Network Capabilities

The sandbox requires elevated network capabilities for security testing: 
cap_add:
  - NET_ADMIN  # Network administration (routing, interfaces)
  - NET_RAW    # Raw socket access (for nmap, tcpdump)
Risk mitigation:
  • Capabilities are scoped to the container only
  • No access to host network interfaces
  • Automatic cleanup on scan completion

Resource Limits

Set Docker resource limits to prevent resource exhaustion: 
# In docker run configuration
docker run \
  --memory="4g" \
  --memory-swap="4g" \
  --cpus="2.0" \
  --pids-limit 200 \
  esprit-sandbox
For Esprit runtime, configure via environment: 
export ESPRIT_SANDBOX_TIMEOUT=60
export ESPRIT_SANDBOX_EXECUTION_TIMEOUT=120

Authentication and Secrets Management

LLM API Keys

Never commit API keys to version control: 
# Bad
export LLM_API_KEY="sk-ant-123456789..."

# Good - use environment variables
export LLM_API_KEY="$(cat /secure/path/to/key)"

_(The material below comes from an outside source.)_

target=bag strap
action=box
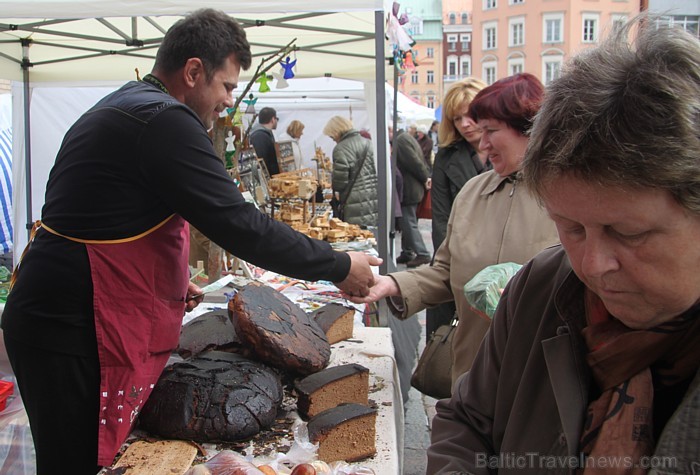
[342,140,372,201]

# Better - use secrets management
export LLM_API_KEY="$(vault read -field=key secret/esprit/llm)"

Esprit Cloud Authentication

Esprit Cloud uses OAuth tokens with automatic refresh: 
# Login (opens browser for OAuth)
esprit provider login esprit

# Token stored securely in ~/.esprit/credentials.json
# Permissions: 0600 (user read/write only)
Token storage (from esprit/config/config.py:92-99): 
@classmethod
def config_file(cls) -> Path:
    return cls.config_dir() / "cli-config.json"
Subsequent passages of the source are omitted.